Online dating sites are battling against each other to provide individuals with access to millions of potential dates everyday. In his book “The Paradox of Choice”, Schwartz questioned the assumption that more choice means better options and greater satisfaction. The more choices we have, the less likely we are to narrow down and stick to one option. If this was the case, dating apps would leave their customers unsatisfied, and yet, there has been a surge in the number of individuals who are turning to the internet to find love. So what is it about these apps that are leaving their customers wanting more?

            Tinder is the latest big addition to the online dating world. It is an app that identifies available heterosexual, gay, bisexual, or “curious” partners in the vicinity, and requires users to judge the pictures of fellow Tinderers by swiping right (like the profile) or left (do not like the profile). With an estimated 450 million profiles rated everyday and membership growing by 15% each week, the app has witnessed a 400% increase in downloads in India over the past year. Further, in a country where women are seen as shy and reserved, it was surprising that they were found to be more active in using the application than men. This conceptualizes the perception of Tinder usage in India, and of the online dating world in general, where individuals consider these sites/apps as safe places to have harmless conversation.
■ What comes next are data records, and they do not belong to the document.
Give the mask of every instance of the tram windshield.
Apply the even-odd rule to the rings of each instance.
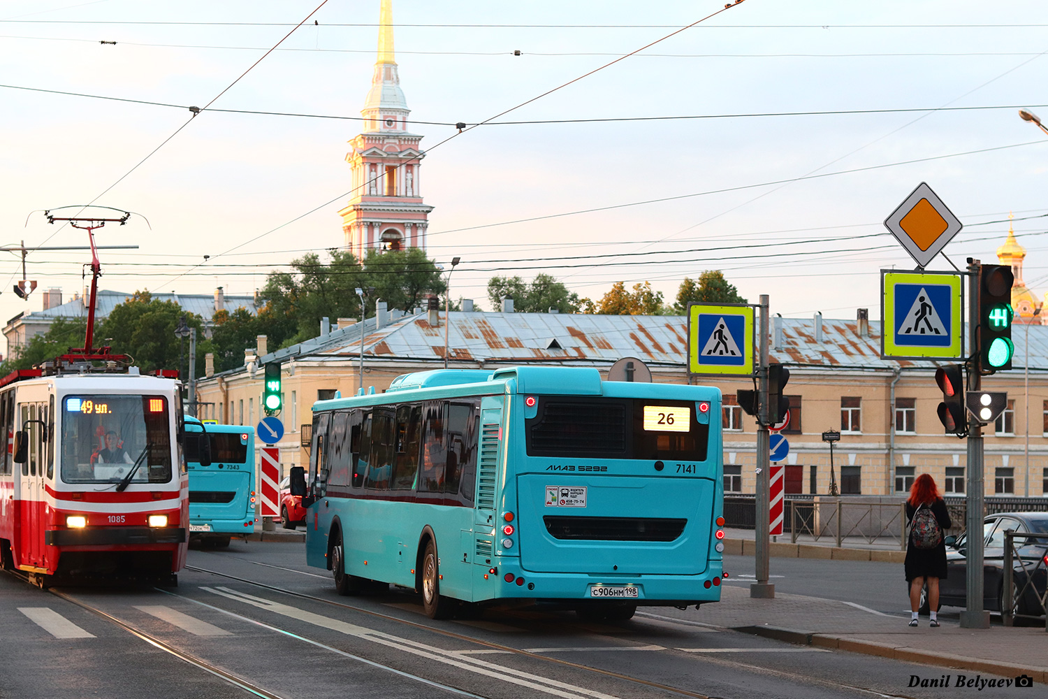
[[[78,395],[62,401],[66,483],[171,481],[168,399],[158,395]],[[137,466],[136,466],[137,464]]]

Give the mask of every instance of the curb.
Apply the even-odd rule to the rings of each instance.
[[[757,543],[751,539],[724,539],[724,552],[732,555],[754,555]],[[817,544],[786,544],[768,542],[768,555],[779,559],[822,559],[833,561],[876,561],[880,563],[903,563],[903,550],[844,548],[818,546]]]
[[[798,646],[812,646],[815,648],[861,653],[864,655],[875,655],[904,662],[989,673],[1001,677],[1017,677],[1025,674],[1032,677],[1033,681],[1042,684],[1048,681],[1048,668],[1030,668],[1027,665],[1019,665],[1000,660],[973,658],[964,655],[953,655],[949,653],[936,653],[910,646],[878,643],[876,641],[851,638],[849,636],[810,633],[807,631],[796,631],[794,629],[785,629],[772,626],[732,627],[732,631],[739,631],[754,636],[771,638],[773,640],[795,643]]]

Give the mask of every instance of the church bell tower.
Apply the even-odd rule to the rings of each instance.
[[[346,154],[353,192],[339,212],[346,245],[359,260],[370,248],[425,249],[433,206],[422,202],[422,136],[408,130],[410,113],[393,59],[393,0],[381,0],[378,60],[361,110],[364,129]]]

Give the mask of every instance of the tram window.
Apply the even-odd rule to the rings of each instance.
[[[418,472],[418,445],[422,432],[422,407],[399,406],[396,411],[396,468],[394,490],[410,490]]]
[[[365,486],[386,490],[390,487],[396,449],[396,414],[388,408],[375,408],[371,420],[371,458]]]

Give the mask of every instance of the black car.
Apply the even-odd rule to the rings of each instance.
[[[999,512],[983,520],[983,609],[1001,611],[1004,590],[1004,532],[1048,534],[1048,512]],[[946,537],[946,580],[939,581],[940,605],[967,605],[967,532]],[[1012,554],[1013,613],[1040,616],[1048,581],[1048,539],[1014,539]],[[1022,562],[1019,559],[1022,559]],[[1026,585],[1031,580],[1032,585]],[[1022,591],[1022,595],[1020,595]],[[922,595],[923,597],[923,595]],[[927,602],[921,599],[921,606]],[[925,610],[926,611],[926,610]]]

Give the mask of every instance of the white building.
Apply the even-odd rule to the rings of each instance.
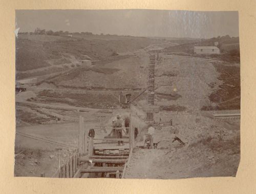
[[[197,54],[219,54],[220,50],[217,46],[195,46],[194,52]]]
            Tinder is a fun way to waste time with people you’d never want to date in real life”. In our technosexual era, the process of dating has been gamified by technology, where the real pleasure is derived from the process of using Tinder. B.F. Skinner studied operant conditioning in order to determine how different kinds of positive reinforcements in our environment affect our future behavior. He found that when some form of positive reinforcement followed a behavior, we were likely to repeat this behavior in the future. Applying Skinner’s classical theory to the very Modern Tinder, one could say that the positive reinforcement of a match between two strangers on tinder increases the chances of swiping right. Clinical psychologist Dr. Wendy Walsh concluded that the whole concept of the matching game and texting each other had become so much fun that the relationship never moved into the real world.

            Tinder simply pulls out photos and basic data from Facebook; allowing users to judge others based on their appearance alone. This is exactly the sort of scenario that most women say they want to stay away from, and yet, the app is particularly popular among women in India. In a way, we see the manifestation of our cultural obsession with appearance and attention deficits” through a process that mimics the arranged marriage system in our country. So whether it is in person, on Tinder, or through the arranged marriage system, the same principle seemed to be followed: seeking what we want and avoiding what we don’t.

            Rising education, urbanization, and the use of matrimonial sites has created a platform where “arranged marriages have morphed into a culturally appropriate alternative to online dating”.   The development of apps like Tinder provides a platform for women (and men, for that matter) to express their choice in an atmosphere that otherwise imposes severe restrictions. Further, it provides a safe place for young women to exercise their desire of looking for something casual that does not have to materialize into a long-term relationship. Therefore, even though an array of choices can lead to indecisiveness, the option of having a choice is a novelty to many in our country.